I don’t know why writing a lie is much harder than telling a lie.
To be honest, I am tired of saying: “Everything will turn out OK, everything is fine …” And even worse, I am afraid that you, like me are pretending that everything is fine and bearable…
This situation is worse than what they call a tragedy!
It is more difficult than being melancholy, missing our memorable days together and the ruin of the best days of our lives that are passing by so horrifically. It is even more tormenting than waiting for the approval of my execution and all my inner struggles, such as wondering what will happen eventually, will they approve my execution or not, and how much longer will I have to stay here???
It is harder than all my hopes and frustrations, and even more agonizing than having dreams of being free and with you when all of a sudden I wake up, still in prison and the same old worries start all over again!
More difficult and torturous than all of these is my damn conscience that keeps telling me I have been the cause Nastaran and Rojan’s misery and vagrancy.
Thoughts of your misfortunes and your future lives….

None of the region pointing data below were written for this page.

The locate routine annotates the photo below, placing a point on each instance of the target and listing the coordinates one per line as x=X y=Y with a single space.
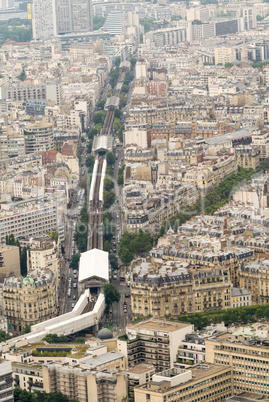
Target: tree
x=101 y=104
x=117 y=114
x=120 y=178
x=116 y=124
x=125 y=89
x=107 y=246
x=111 y=294
x=98 y=22
x=74 y=261
x=109 y=199
x=23 y=260
x=133 y=61
x=27 y=329
x=22 y=76
x=110 y=159
x=117 y=61
x=54 y=235
x=99 y=117
x=92 y=133
x=90 y=160
x=108 y=184
x=123 y=101
x=129 y=76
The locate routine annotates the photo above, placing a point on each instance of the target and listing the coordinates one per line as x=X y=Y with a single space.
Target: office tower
x=114 y=23
x=82 y=15
x=5 y=4
x=6 y=381
x=44 y=19
x=63 y=16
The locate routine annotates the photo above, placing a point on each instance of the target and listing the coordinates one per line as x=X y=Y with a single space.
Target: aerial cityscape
x=134 y=200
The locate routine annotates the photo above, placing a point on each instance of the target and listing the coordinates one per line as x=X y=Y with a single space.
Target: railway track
x=96 y=241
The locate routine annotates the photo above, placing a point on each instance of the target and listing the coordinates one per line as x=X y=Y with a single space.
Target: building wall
x=29 y=304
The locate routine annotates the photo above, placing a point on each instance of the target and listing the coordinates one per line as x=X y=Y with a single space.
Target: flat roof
x=93 y=263
x=159 y=325
x=106 y=358
x=140 y=368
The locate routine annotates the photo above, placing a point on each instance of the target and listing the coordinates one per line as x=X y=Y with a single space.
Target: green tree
x=90 y=160
x=133 y=61
x=111 y=294
x=101 y=104
x=116 y=124
x=108 y=184
x=117 y=61
x=113 y=261
x=27 y=329
x=125 y=89
x=107 y=246
x=54 y=235
x=22 y=76
x=74 y=261
x=99 y=117
x=110 y=159
x=117 y=114
x=109 y=199
x=98 y=22
x=123 y=101
x=91 y=134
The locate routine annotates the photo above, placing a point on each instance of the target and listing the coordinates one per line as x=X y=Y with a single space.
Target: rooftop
x=158 y=325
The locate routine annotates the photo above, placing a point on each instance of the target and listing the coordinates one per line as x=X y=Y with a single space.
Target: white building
x=240 y=297
x=28 y=219
x=44 y=19
x=136 y=136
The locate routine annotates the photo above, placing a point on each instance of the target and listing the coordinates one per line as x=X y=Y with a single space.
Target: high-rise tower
x=63 y=16
x=44 y=19
x=82 y=15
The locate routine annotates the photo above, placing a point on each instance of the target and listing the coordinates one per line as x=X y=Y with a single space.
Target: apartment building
x=153 y=342
x=240 y=297
x=27 y=376
x=6 y=382
x=176 y=287
x=9 y=261
x=224 y=55
x=205 y=382
x=29 y=300
x=260 y=140
x=38 y=137
x=44 y=254
x=82 y=384
x=254 y=277
x=35 y=217
x=247 y=157
x=245 y=351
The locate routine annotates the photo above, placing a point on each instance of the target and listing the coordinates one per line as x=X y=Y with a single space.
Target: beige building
x=246 y=352
x=29 y=300
x=247 y=157
x=254 y=276
x=44 y=254
x=224 y=55
x=205 y=382
x=84 y=385
x=27 y=376
x=38 y=137
x=153 y=342
x=9 y=261
x=186 y=289
x=240 y=298
x=138 y=375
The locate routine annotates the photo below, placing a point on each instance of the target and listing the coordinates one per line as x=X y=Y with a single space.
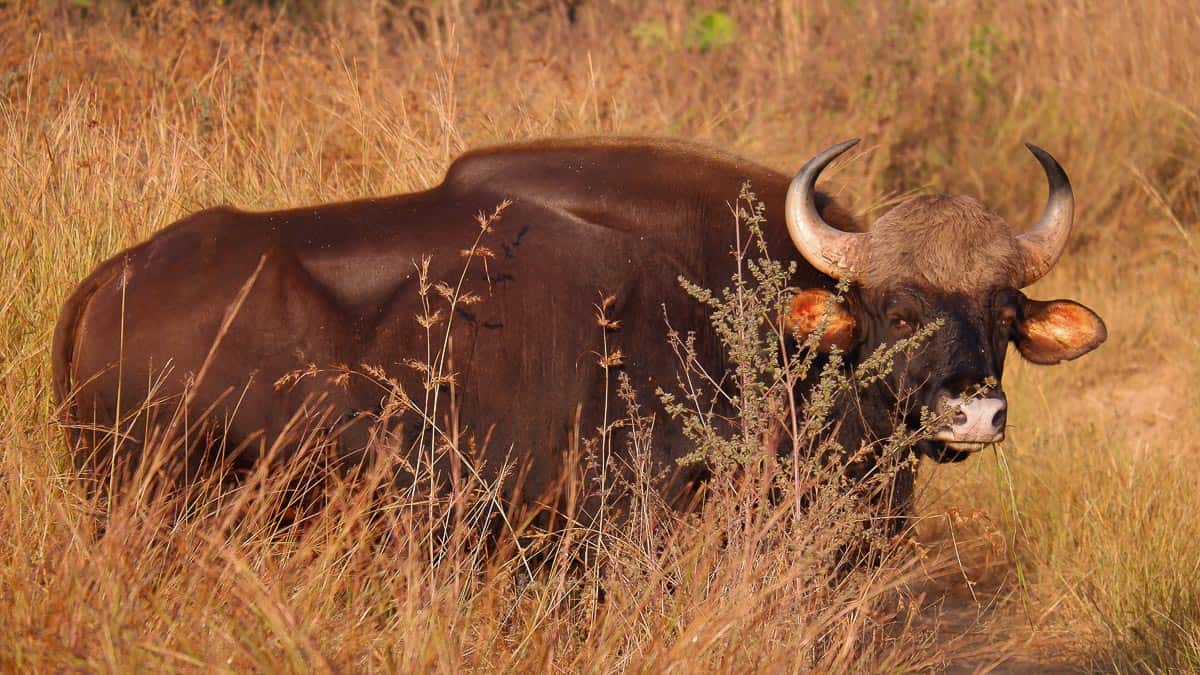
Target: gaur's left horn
x=829 y=250
x=1045 y=242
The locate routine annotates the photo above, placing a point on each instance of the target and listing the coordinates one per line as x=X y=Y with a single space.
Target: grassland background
x=114 y=124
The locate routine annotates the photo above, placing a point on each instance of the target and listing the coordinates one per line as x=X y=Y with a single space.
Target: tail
x=66 y=332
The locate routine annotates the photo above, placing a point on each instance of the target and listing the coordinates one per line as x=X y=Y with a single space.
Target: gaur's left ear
x=808 y=311
x=1057 y=330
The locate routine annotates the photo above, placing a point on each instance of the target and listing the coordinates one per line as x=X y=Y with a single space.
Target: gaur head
x=947 y=258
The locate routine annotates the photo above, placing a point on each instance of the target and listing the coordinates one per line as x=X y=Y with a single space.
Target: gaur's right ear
x=809 y=311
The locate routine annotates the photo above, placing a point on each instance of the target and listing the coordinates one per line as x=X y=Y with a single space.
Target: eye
x=1006 y=318
x=900 y=324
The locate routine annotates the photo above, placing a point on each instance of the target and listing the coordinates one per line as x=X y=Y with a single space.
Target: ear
x=808 y=312
x=1057 y=330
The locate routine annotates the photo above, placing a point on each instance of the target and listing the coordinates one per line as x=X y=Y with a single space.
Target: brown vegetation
x=1074 y=541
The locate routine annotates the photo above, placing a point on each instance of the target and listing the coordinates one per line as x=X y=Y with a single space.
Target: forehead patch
x=943 y=242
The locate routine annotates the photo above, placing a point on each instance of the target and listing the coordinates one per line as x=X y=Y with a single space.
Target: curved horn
x=1043 y=244
x=826 y=248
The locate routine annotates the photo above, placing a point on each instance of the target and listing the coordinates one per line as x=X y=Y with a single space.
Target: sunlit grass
x=1080 y=527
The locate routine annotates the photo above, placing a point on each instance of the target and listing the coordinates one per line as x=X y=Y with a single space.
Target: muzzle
x=972 y=422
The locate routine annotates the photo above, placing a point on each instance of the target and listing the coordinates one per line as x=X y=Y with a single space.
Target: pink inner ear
x=1061 y=330
x=808 y=312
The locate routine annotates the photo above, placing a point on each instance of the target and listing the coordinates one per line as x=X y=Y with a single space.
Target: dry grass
x=112 y=127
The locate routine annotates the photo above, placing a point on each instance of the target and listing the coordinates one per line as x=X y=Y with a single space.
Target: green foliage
x=711 y=30
x=706 y=31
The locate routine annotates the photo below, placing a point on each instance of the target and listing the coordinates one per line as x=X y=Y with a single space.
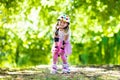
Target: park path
x=42 y=72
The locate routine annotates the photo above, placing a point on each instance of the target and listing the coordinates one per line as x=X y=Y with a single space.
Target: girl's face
x=62 y=24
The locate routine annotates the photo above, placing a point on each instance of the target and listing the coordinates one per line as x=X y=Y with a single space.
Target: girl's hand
x=62 y=51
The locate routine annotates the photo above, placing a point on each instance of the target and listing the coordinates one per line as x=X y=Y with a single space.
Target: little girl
x=61 y=47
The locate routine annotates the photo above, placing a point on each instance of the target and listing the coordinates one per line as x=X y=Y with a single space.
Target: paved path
x=87 y=73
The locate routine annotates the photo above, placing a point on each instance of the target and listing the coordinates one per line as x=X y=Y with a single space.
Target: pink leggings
x=63 y=57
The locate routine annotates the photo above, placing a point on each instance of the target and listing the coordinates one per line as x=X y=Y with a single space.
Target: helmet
x=64 y=18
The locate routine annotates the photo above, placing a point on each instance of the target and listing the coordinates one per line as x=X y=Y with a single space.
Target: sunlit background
x=26 y=30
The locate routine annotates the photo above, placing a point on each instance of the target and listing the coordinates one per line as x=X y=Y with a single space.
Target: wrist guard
x=56 y=39
x=63 y=43
x=62 y=48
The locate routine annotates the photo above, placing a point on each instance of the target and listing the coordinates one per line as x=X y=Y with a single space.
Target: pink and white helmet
x=64 y=18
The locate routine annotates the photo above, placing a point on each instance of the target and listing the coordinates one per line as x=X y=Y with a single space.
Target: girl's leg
x=55 y=58
x=65 y=64
x=64 y=58
x=54 y=66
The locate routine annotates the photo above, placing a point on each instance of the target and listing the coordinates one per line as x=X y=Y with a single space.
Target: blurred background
x=26 y=30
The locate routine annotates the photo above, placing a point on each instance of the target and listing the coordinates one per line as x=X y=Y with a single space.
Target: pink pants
x=63 y=56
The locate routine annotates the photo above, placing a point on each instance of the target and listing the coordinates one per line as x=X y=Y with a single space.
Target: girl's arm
x=65 y=39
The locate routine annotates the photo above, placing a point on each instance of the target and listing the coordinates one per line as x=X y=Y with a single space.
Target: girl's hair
x=66 y=29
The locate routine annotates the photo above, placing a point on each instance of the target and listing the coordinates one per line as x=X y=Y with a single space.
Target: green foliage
x=26 y=31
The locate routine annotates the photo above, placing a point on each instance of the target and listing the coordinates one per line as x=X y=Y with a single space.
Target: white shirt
x=61 y=34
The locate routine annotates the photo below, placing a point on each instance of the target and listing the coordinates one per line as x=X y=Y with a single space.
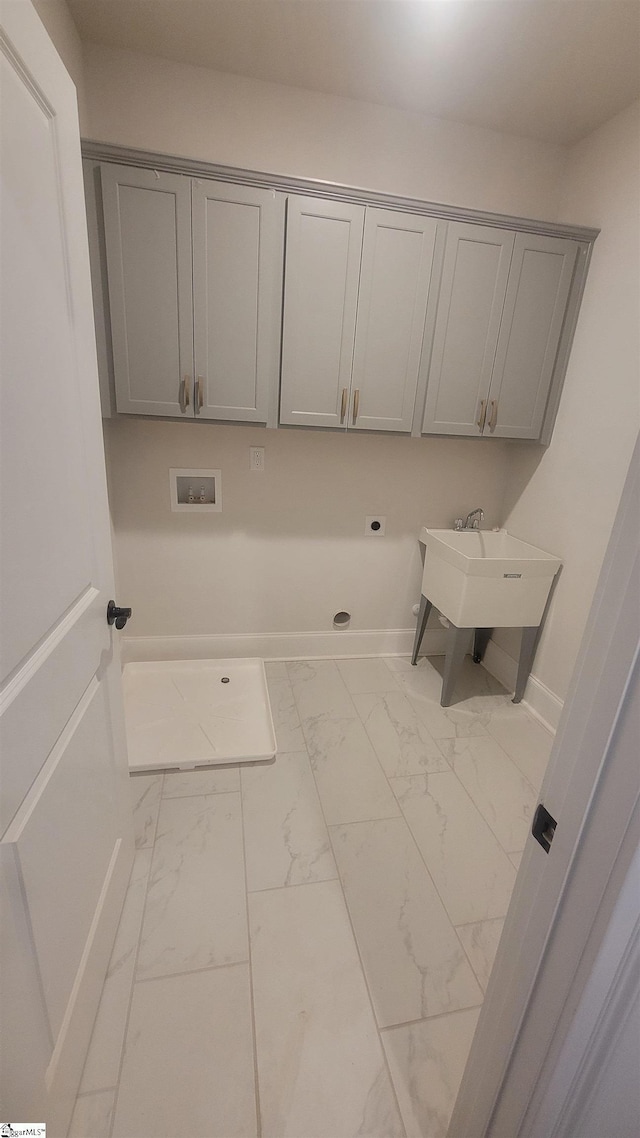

When you are in love with someone you forget yourself. You constantly wish to do things to make her happy. You want to provide the best home, life and possibilities for her. Every penny you earn at work makes you happy because you think it will make her life more comfortable.
You prefer to bear pain but cause serenity and peace for her, endure cold but keep her warm. You feel good when she is happy. You smile when she smiles.
And god forbid if she doesn’t smile and if she is not happy…
These days more than anything I regret not having shown you how much I love you. I constantly wish we could go back to the old days so that I could prove to you how I value you more than anyone in the world and I could tell you how much I love you. I wish for a chance to tell everyone my Nasatran is the best – better than anything imaginable – before it is too late. How sad that I didn’t realize how precious you were, that I didn’t and couldn’t tell you everything that was in my heart…
I hope that you forgive me and realize that I tried my best to return and make things up to you. I hope you understand how sad and ashamed I am for the difficult conditions you are in, and I hope you believe that I have not committed any crime that deserves so much torture and such cruel sentences. I apologize as when I started writing, I meant to say things to make you feel better! However, I did exactly the opposite. It may be better not to say anything except: you are my entire life and hope, and your happiness is the only thing that makes me happy!!